Pour la première fois depuis leur création, les boîtes aux lettres de l'association "Les Papillons" vont aboutir à un procès. En septembre, devant le tribunal de Bourg-en-Bresse, un grand-père sera jugé, car il est soupçonné d'avoir violé sa petite-fille. Lily avait déposé un papier dans l'une de ces boîtes installées dans sa cour de récréation pour le dénoncer.
C’est une boîte aux lettres à qui l’on peut tout dire, tout confier. Elle est installée dans la cour de récré. Un jour, Lily a osé y déposer un mot. C’était en juin 2022, elle venait d’avoir 10 ans.

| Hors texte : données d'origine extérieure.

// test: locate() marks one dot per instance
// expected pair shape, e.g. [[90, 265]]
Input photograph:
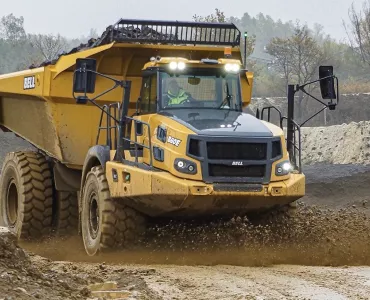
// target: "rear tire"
[[66, 215], [26, 192], [106, 223]]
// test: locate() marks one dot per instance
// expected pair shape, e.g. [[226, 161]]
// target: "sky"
[[74, 18]]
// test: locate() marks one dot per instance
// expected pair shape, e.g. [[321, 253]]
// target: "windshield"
[[200, 89]]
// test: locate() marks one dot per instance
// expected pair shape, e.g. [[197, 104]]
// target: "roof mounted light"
[[181, 65], [174, 65], [232, 68]]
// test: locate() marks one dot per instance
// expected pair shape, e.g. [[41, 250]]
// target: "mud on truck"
[[149, 120]]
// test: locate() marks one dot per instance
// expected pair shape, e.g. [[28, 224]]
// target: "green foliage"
[[277, 52]]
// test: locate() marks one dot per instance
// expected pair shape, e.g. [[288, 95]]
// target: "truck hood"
[[219, 122]]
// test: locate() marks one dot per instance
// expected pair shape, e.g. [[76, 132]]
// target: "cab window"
[[149, 95]]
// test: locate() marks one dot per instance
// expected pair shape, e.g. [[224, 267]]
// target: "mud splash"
[[314, 236]]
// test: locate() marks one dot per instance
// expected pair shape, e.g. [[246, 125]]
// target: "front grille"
[[253, 171], [237, 151], [235, 159]]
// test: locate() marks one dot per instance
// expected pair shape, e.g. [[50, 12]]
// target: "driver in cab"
[[176, 94]]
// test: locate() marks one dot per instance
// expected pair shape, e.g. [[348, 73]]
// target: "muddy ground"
[[320, 253]]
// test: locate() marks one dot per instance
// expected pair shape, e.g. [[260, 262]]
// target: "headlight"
[[177, 65], [185, 166], [232, 68], [283, 168]]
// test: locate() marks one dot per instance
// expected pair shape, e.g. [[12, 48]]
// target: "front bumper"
[[162, 194]]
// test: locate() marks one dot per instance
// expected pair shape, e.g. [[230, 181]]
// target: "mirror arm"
[[117, 83], [304, 91], [317, 80]]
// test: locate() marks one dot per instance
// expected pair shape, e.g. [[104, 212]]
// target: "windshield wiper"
[[228, 97]]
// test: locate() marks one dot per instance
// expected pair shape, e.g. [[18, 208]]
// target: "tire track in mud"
[[280, 282]]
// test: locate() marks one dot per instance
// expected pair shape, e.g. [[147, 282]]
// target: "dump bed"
[[38, 105]]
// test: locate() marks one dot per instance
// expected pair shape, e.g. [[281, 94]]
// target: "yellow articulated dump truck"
[[149, 120]]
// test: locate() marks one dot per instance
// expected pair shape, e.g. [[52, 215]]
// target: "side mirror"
[[247, 87], [85, 76], [327, 82]]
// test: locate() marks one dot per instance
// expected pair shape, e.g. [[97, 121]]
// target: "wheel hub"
[[12, 203], [93, 216]]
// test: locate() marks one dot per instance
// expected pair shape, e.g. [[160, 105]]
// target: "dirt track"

"Il met sa partie du bas dans ma partie du bas, et j'essayais de m'enlever, mais je n'y arrivais pas", des mots d'enfants pour décrire une agression, dont à ce moment-là ses parents ne se doutent pas du tout.
"Ça me faisait beaucoup à porter et je n'arrivais plus à le garder. Et grâce à ça j'ai pu le dire, sinon je ne l'aurais jamais dit. C'était devenu vraiment compliqué de le garder et en même temps, je n'arrivais pas à en parler à mes parents. J'ai une amie qui m'a convaincue de mettre le mot dans la boîte. Je ne savais pas vraiment ce qui allait se passer. Au début, j'ai eu peur, mais après, c'était un soulagement" raconte l'adolescente.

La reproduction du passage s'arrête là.